This has been one of those weeks when Dash has just grown up way too much! I have been ahead of the game on almost all of his developmental stages...I had the exersaucer and highchair clean and ready to go before he needed them, teethers in the fridge before he cut his first tooth, clothes washed in the next size that he would need, etc., but I was totally unprepared when he decided he wanted to sit like a big boy at the kitchen table this week. There was no booster seat in sight, but the fact that his head only just cleared the table didn't deter him. And the amazing part is that he did not throw any food or his sippy cup. I am reminded of a post that I can't find right now by
sixandthecity about giving her twins real cups as opposed to sippys and, as Maria Montessori predicted, they reacted beautifully to the new responsibility.
My major problem with this is that babies don't sit at the table...toddlers do! Maybe this isn't true, but it is an idea that I have in my head. And since I
know Dash is still a baby, I arrive at mutually exclusive conclusions. As I explained the situation over the phone to Dash's Grandpa, he seemed to understand. He said: "It is like when your 25 year old daughter calls you to tell you that your grandson is growing up so quickly. Before you know it, he will doing the same thing to you!" Well, that about put me over the edge--Dash, having babies?!?--but I see his point that it seems like only yesterday to him that I was the one sitting in a highchair.
As a new Liturgical Year dawns and we prepare to begin Advent tomorrow it is a good time to reflect on the passage of our time here on earth and the dizzying speed with which it seems to pass. The Gospel reading from Luke for both today and tomorrow is extremely timely:
Beware that your hearts do not become drowsy
from carousing and drunkenness
and the anxieties of daily life,
and that day catch you by surprise like a trap.

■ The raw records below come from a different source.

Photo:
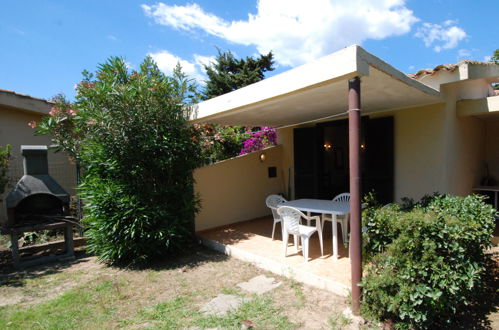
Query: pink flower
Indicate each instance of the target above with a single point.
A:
(53, 111)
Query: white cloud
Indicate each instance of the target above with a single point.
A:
(296, 31)
(464, 53)
(445, 36)
(166, 62)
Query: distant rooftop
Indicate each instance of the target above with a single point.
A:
(23, 102)
(446, 67)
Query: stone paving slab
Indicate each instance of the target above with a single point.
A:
(260, 284)
(222, 304)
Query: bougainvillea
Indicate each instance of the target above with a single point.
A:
(265, 137)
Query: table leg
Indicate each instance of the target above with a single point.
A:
(335, 237)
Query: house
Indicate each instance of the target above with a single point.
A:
(434, 131)
(16, 111)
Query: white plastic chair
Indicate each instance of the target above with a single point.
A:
(342, 220)
(273, 202)
(291, 226)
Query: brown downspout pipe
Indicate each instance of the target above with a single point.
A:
(355, 190)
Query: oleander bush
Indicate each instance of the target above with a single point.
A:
(427, 266)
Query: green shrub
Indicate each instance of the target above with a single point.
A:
(138, 156)
(428, 264)
(4, 167)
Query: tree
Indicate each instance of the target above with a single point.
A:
(138, 154)
(227, 73)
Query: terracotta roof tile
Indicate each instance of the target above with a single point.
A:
(445, 67)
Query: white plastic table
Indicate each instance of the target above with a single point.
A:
(324, 207)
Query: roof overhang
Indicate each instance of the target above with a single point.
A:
(317, 90)
(22, 102)
(481, 108)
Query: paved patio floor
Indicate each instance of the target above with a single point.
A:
(251, 241)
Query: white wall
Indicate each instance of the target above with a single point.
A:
(234, 190)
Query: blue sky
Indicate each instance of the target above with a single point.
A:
(45, 44)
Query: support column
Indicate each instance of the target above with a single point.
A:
(355, 190)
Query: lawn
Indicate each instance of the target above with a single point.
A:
(86, 294)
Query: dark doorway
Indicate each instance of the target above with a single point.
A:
(321, 159)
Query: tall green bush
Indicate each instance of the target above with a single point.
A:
(138, 156)
(428, 264)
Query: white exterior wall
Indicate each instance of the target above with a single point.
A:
(234, 190)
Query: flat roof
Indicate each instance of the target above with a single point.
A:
(317, 90)
(23, 102)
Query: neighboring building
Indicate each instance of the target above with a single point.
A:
(16, 111)
(437, 130)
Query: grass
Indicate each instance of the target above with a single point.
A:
(178, 313)
(88, 295)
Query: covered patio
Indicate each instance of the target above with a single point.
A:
(346, 84)
(251, 241)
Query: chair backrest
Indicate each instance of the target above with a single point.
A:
(273, 202)
(290, 219)
(344, 197)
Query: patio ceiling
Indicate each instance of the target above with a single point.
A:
(317, 90)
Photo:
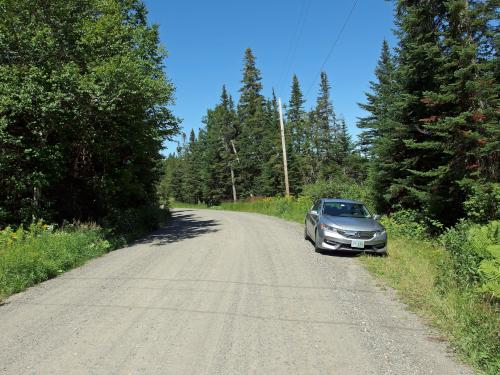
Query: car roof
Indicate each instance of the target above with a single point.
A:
(338, 200)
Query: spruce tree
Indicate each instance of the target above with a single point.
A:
(251, 118)
(297, 138)
(325, 129)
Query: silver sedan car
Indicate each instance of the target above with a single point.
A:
(341, 224)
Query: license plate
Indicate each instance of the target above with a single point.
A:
(360, 244)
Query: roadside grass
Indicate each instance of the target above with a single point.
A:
(38, 253)
(420, 271)
(174, 204)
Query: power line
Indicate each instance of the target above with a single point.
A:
(332, 48)
(294, 41)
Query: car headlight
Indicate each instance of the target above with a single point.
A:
(328, 228)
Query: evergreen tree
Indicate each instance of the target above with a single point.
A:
(378, 139)
(251, 118)
(297, 138)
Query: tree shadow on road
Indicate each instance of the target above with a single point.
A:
(183, 225)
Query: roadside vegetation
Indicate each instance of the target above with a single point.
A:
(451, 280)
(427, 158)
(84, 110)
(39, 252)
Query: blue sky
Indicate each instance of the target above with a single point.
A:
(206, 41)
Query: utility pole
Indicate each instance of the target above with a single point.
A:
(283, 145)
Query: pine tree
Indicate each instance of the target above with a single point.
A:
(418, 30)
(379, 141)
(325, 129)
(378, 101)
(297, 138)
(251, 118)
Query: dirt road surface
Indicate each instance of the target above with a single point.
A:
(217, 293)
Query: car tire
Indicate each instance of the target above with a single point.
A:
(316, 247)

As I struggled this week to clean the house after being gone for two weeks, cook for a dinner party for 16 last night, and get boxes of Christmas decorations down from the attic at 7+ months pregnant (no small task!) while Mr. Incredible was out of town, I thought about how easy it is to let the
anxieties of daily life and the secular aspects of the holidays obscure the more important things. Two of my favorite Catholic mom bloggers have touched on this subject, examining the
difference between entertaining and hospitality, and noting that
simpler IS better this Advent season if it means more time with family and in prayer. So as we prepare to begin again the Church year with the season of Advent, and, for some of us, with growing babies in the womb, I pray that we remember to treasure every moment with our little ones as we prepare to celebrate the birth of Christ from the humblest of all women.